Upon his first consultation in our clinic, a skin biopsy was performed on the scalp. A biopsy confirmed sparse lymphocytic infiltrates along nonsclerotic fibrous tracts extending along the site of previous follicles. The diagnosis of a nonfibrosing AA was confirmed. Compassionate use of tofacitinib 5 mg twice daily was initiated. Methotrexate was continued at 15 mg per week. The scalp remained unchanged for 2 months (fig. 2a), but after 3 months of treatment, growth of short terminal pigmented hair was detected (fig. 2b). These, however, disappeared again within a single month, resulting in renewed complete alopecia (fig. 2c).
Discussion
The efficacy of tofacitinib has been suggested by murine experiments and by one case presentation [20, 21]. Tofacitinib citrate (Xeljanz®) abrogates IL-15 signaling [22] and thus mediates IL-15 activation of lymphocytes [14]. Even though the initial clinical results were promising, the efficacy of tofacitinib waned again in our patient. This was even more striking when considering that the patient had additional immunosuppression by methotrexate for his retinal vasculitis. Notably, methotrexate monotherapy has been shown to be a safe treatment option for AA as well [15]. Another potential reason for treatment failure could have been the presence of antibodies specific for hair follicles [23, 24]; however, we were unable to measure and rule them out.

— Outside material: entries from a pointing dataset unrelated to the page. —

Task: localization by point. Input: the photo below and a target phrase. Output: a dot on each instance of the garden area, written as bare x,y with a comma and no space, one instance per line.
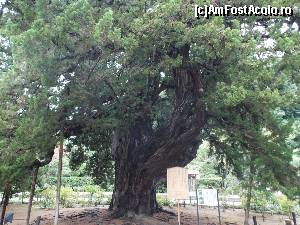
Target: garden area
149,112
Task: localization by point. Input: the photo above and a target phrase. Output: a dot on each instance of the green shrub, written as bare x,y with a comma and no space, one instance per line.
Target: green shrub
163,201
286,205
67,197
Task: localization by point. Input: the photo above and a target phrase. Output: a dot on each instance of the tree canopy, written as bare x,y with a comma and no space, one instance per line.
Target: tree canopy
138,85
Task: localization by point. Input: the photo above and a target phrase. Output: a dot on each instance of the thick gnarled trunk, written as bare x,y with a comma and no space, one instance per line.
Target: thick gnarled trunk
143,155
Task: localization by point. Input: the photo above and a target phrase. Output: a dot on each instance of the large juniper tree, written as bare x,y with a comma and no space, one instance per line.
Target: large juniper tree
147,81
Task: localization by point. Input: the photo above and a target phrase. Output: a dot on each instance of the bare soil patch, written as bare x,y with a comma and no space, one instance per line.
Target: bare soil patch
101,216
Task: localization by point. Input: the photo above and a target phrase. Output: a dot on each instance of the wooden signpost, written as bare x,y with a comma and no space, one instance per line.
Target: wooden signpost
177,186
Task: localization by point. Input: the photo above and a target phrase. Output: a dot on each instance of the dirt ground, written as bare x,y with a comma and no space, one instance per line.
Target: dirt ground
100,216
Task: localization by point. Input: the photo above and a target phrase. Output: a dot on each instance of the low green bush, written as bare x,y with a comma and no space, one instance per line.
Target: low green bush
47,199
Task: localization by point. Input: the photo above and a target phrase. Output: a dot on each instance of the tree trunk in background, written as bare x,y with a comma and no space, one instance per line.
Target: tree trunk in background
7,192
59,173
32,190
249,196
143,155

The clinical observation in this patient could be interpreted as follows: suppression of AA by tofacitinib is an active process that, if too weak, may not tip the balance towards stable hair regrowth but instead allow a reversion to a completely alopecic state. Although here we report only on a single case with all its limitations, it will be interesting to analyze the outcome of randomized clinical trials, especially in patients not showing efficacy to tofacitinib. Also, our observation may prompt the question whether combinations of immunosuppressive drugs potentiate or inhibit each other in AA.
Statement of Ethics
The authors state that the patient gave informed consent to have his photographs published.
Disclosure Statement
F.A. is funded by a HSM2 (Hochspezialisierte Medizin) grant awarded by the Kanton of Zurich, Switzerland. A.A.N. is funded by the Promedica and Bruno-Bloch Foundation.